I say such stupid things

This morning I had to make a phone call to a local business, and the woman who answered the phone, fumbled over the words she must say dozens of times a day. She fumbled and stuttered the name of the company literally about five times. We had a laugh, but I could tell she was embarassed.

There aren't long stretches of time between the situations where I literally hit myself on the forhead, or shake my head in utter amazement at the stupid things that come out of my mouth. I try to be funny, and I end up sounding like I'm criticizing. I try to be smart, and I sound like a moron. :) It seems to happen so often, and I always feel annoyed with myself for doing it, again.

I taught a session this morning to the short-termers who are in an orientation here this week.

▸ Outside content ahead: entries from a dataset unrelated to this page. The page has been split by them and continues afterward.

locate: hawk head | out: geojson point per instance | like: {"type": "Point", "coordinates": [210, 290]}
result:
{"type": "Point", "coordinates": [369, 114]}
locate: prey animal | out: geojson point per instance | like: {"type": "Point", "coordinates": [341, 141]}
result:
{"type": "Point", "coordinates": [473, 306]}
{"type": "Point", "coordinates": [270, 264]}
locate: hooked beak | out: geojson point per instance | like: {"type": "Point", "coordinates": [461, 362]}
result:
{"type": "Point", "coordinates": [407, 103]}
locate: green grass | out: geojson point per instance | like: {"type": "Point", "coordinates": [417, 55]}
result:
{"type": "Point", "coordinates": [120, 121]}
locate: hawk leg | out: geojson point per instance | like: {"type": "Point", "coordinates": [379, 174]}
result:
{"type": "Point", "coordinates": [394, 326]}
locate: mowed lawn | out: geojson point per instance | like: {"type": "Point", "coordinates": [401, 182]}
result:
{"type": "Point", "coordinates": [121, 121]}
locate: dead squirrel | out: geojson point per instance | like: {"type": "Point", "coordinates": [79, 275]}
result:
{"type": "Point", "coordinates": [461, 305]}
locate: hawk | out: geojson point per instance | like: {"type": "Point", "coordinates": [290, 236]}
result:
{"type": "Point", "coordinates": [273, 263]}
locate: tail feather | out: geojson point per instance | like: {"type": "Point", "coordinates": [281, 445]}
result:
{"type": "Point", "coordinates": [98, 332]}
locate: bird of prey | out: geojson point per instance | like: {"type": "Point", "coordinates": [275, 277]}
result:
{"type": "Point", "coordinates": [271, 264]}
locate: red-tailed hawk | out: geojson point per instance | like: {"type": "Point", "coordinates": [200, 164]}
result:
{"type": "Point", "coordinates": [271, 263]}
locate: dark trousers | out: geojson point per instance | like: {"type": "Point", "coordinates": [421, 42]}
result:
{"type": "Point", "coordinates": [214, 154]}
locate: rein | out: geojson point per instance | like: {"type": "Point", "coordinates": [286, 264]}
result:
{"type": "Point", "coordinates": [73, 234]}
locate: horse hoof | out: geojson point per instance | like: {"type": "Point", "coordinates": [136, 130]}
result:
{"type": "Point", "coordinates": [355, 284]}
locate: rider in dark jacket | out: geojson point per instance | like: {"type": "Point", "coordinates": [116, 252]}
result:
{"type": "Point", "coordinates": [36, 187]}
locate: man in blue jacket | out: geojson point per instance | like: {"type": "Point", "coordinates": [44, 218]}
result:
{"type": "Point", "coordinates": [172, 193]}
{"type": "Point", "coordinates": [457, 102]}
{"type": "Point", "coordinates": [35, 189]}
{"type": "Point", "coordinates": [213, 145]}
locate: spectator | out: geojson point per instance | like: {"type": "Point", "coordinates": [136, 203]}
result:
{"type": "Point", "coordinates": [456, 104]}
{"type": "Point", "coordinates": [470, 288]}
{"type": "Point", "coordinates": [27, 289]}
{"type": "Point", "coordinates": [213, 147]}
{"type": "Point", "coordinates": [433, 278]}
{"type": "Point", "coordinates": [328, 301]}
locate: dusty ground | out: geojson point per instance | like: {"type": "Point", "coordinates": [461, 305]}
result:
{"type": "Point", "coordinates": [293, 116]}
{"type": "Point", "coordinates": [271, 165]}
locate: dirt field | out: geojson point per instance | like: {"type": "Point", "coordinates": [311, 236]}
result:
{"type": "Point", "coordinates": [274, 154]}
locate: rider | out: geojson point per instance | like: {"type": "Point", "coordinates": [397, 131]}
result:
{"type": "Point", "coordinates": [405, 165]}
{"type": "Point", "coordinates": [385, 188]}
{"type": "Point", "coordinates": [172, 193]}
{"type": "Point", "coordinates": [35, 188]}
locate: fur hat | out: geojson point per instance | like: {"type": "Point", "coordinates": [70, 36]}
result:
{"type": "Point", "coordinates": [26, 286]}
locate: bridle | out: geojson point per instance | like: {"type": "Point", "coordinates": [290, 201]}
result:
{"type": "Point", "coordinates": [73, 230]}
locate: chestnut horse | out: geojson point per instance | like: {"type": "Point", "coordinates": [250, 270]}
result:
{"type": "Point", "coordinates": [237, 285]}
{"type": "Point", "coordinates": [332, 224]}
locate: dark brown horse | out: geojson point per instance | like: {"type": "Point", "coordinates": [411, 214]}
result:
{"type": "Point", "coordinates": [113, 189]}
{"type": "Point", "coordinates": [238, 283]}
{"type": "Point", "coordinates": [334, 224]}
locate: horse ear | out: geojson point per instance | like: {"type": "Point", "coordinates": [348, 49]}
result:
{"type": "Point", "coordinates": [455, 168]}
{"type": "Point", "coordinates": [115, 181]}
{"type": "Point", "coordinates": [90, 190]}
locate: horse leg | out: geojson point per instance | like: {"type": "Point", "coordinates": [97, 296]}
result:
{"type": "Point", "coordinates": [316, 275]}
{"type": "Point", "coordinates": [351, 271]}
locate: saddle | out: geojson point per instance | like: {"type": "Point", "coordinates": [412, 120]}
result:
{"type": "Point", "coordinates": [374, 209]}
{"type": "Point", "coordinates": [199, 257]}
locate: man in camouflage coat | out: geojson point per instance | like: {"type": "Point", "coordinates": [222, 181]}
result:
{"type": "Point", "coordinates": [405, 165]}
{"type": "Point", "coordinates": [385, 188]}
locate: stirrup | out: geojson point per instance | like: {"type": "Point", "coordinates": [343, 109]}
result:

It was about Truth & Lies: the lies we struggle with, and the truth about who we are in Christ. It made me think about this whole "saying stupid things" issue.

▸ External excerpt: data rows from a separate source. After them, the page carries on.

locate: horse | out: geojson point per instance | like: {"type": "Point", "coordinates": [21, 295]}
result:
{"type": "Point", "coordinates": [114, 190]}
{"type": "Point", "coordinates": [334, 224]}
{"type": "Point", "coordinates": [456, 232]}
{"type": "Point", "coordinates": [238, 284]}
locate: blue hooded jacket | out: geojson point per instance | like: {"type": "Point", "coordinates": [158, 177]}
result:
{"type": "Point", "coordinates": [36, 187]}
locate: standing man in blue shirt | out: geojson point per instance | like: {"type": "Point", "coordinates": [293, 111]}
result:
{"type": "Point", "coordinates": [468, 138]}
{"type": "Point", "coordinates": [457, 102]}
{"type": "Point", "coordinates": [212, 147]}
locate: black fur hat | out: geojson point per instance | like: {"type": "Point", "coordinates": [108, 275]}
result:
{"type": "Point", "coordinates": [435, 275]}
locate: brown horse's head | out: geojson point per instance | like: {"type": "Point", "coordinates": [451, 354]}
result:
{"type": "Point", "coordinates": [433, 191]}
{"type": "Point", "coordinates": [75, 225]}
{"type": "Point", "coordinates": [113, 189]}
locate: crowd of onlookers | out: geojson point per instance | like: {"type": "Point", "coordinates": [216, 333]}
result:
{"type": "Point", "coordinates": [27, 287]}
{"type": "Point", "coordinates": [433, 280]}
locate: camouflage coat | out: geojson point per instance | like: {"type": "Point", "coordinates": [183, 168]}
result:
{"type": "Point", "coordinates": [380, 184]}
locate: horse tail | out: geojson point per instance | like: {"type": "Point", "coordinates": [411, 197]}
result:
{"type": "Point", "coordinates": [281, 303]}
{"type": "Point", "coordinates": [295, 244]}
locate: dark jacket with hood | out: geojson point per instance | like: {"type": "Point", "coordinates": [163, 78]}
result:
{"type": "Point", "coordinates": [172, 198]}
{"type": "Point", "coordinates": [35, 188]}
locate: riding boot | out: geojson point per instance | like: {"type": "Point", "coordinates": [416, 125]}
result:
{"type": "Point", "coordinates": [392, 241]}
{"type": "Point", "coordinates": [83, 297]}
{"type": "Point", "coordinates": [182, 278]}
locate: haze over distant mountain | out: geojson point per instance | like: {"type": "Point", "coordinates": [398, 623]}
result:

When I beat myself up about saying something stupid, it's because I'm mad at myself for not being perfect. When I'm mad at myself for not being perfect, it's because I'm believing the lie that I am supposed to be perfect. I'm believing that if I am not perfect, others will reject me. Underlying that is the belief that what others think of me defines who I am as a person.

So, what is the truth? Well, the truth is, I do say stupid things more often than I'd like to. Also true, is the fact that I am far from perfect. BUT I don't need to be perfect, and I don't even need to be liked by everyone (though it would be nice :) ). I am loved and accepted by God, just the way I am. And in the end, the people through whom God loves me the most obviously, are not the ones who have seen me just at my most Spirit-filled and lead moments. They are the ones who have seen the most ridiculous sides of me, and even borne the brunt of my annoyingness, crabbiness, and ... um, forceful personality.

Monday, June 19, 2006

Deven & Heather's wedding

Well the vacation is over now, and I'm finally posting the pictures from the wedding. Like I said before, it was a beautiful day. With the cake, MC-ing the reception, and spending half the day behind the camera, the day passed quickly, but I enjoyed it. Here are my pictures:
Deven with mom before the wedding.
Our cousin Joshua, a junior groomsman
My dad, proud father of the groom
Deven had the idea of putting chapstick on the ring so it wouldn't get stuck on Heather's knuckle during the srevice... I just hope it hasn't fallen off.
Deven, serious and just managing to keep it all in while waiting for Heather, who was a wee bit late for the ceremony. Our grandmother (MacDonald), sitting next to me, kept whispering loudly to Deven, "She's not coming!" I'm sure he appreciated the humour...
Exchanging their vows
The beautiful bride, all smiles
Husband and wife
They surprised Heather's parents and relatives (who had travelled from Scotland to be at the wedding) with a bagpiper who played as they left the church
Our cousin Christy, the flower girl
Both of our families: MacRailds and MacDonalds
Sometimes they forget that there are other people in the universe... hehe... but I guess that is ok (normal?) for newlyweds :)
At the reception, listening to my parents' speeches. The MC-ing went well, except when I introduced Heather's dad as the father of the groom. Oops... I should know!
At the end of a long a good day, me with my little brother Deven- I'm proud of him, and happy for him. It makes me happy to see him so happy, and to know how much he loves this woman he now calls his wife. And I'm so glad to welcome Heather into our family.